Last updated at Wed, 27 Nov 2019 15:15:55 GMT
The season of online holiday shopping is upon us! With nearly every retailer giving their best deals on Black Friday and Cyber Monday, the increase in online traffic and the likelihood of people letting down their guards mean it’s a prime time for hackers to do their worst.
Here are five types of cybersecurity attacks to watch out for while you’re doing your holiday shopping this year:
Keep passwords and personal data safe from phishing
If you work in cybersecurity for a living, you probably know that the No. 1 threat to any organization’s IT security is its employees’ vulnerability to phishing attacks. According to a recent study, phishing makes up to 93% of all breaches investigated, and 96% of those cases were due to an employee clicking on an email.
The holiday season can be an even more dangerous time for phishing because we’re on the lookout for holiday shopping notices or special deals from retailers. The best defense is to double down on your normal anti-phishing precautions by doing the following:
- Don’t click on links in emails—instead, navigate directly to a company’s URL
- Keep your software up-to-date on laptops and mobile devices
- Ensure websites you visit are encrypted
- Use two-factor authentication (just in case a phishing attempt actually gets through)
Don’t let your phone make you a victim through vishing and smishing
While you may be pretty good at avoiding clicking on links from sketchy emails, attackers can use other vulnerabilities to get your information. One such method is through your phone, where an attacker can leverage SMS or voice communication. These types of attacks are called smishing and vishing, respectively. If you’ve ever received a call from someone claiming to be from “Microsoft” who has noticed “something wrong with your computer,” you’ve seen vishing in action. These calls may be easy for a professional to spot, but because they tend to take place in more “live” settings, it can be easier to be manipulated into giving away information than you might think.
The best defenses against vishing and smishing are pretty close to avoiding phishing:
- Don’t trust unknown callers—hang up and call a business’s listed phone number instead
- Never click on links in text messages from someone you don’t know
- Don’t give private information (i.e., account details, PINs, passwords) over the phone or via text
Watch out for malware
While email phishing can be straightforward and somewhat easy to spot once you know what to look for, malware attacks come in an array of increasingly sneaky colors that can evade even the best anti-malware software. Malware is a bigger threat during Cyber Monday and Black Friday because we may be visiting sites looking for the best deals without double-checking a URL’s credentials. While security software and encryption can help keep your personal computers safe from unwanted downloads, mobile devices can be much more vulnerable due to unofficial applications, as well as unguarded Bluetooth or WiFi connections.
As with phishing, the best way to prevent malware infection is to keep up what you normally do:
- Install reliable antivirus software and keep it up-to-date
- Scan your computer daily
- Disable autorun or auto-download
- Think before you click on links
- Back up your files regularly in case you do become the victim of malware
Be smart when shopping online
You may have a few trusted go-tos for Cyber Monday—companies you’ve shopped at for years and trust not only to give you the best deals of the season, but to also keep your data safe from harm. Hackers are very aware that people are on the lookout for great deals after Thanksgiving, and they’re ready to take advantage of your vulnerability. Here are a few steps you can take to keep yourself safe:
- Make sure you’re buying from a reputable vendor
- Check for SSL certificates and encryption (look for “https://”)

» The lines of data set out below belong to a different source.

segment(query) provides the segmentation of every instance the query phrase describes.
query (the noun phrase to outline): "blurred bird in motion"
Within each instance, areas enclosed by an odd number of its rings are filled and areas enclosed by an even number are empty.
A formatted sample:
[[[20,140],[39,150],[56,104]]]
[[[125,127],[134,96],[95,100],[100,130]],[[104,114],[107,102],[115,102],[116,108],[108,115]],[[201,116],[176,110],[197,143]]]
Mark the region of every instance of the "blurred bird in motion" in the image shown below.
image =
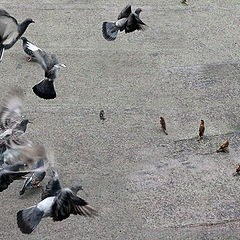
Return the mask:
[[[42,201],[32,207],[17,213],[17,224],[22,233],[30,234],[44,217],[51,217],[53,221],[62,221],[70,216],[83,215],[92,217],[97,211],[84,199],[77,196],[80,185],[62,188],[58,174],[51,166],[51,180],[42,194]]]
[[[189,3],[188,3],[187,0],[182,0],[182,3],[183,3],[183,4],[186,4],[186,5],[189,5]]]
[[[34,52],[34,55],[45,72],[45,78],[32,88],[33,92],[40,98],[54,99],[56,92],[53,83],[57,78],[59,69],[66,66],[58,62],[55,54],[49,57],[44,51],[38,50]]]
[[[113,41],[117,38],[118,31],[125,30],[125,33],[130,33],[135,30],[144,30],[146,24],[139,18],[141,11],[141,8],[137,8],[132,13],[131,5],[128,4],[118,15],[118,21],[103,23],[103,37],[108,41]]]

- Use a credit card instead of a debit card or direct bank account transfer
- Double-check your credit card statements to catch fraud as soon as possible
Understand the risk of fake charities
The holidays are also a time when many people like to give back to charitable causes. Sadly, hackers and other attackers are ready to take advantage of your generosity during this time and will stoop to pretending to be a charity to steal your money. Avoid being taken advantage of by scammers by being cautious when donating to a charity by doing the following:
- Research the charity online before you make a donation, including searching for the name of the charity plus “scam” or complaint”
- Use reputable charity search organizations like Charity Navigator and the BBB Wise Giving Alliance
- Use a credit card and keep a record of your donation
- Watch out for high-pressure from scammers
Overall, Black Friday and Cyber Monday can be a fun time to get gifts for people you love (and yourself!). It’s the official start of the holiday season, and with a little caution, you can keep your spirits high while avoiding falling victim to a cybersecurity attack.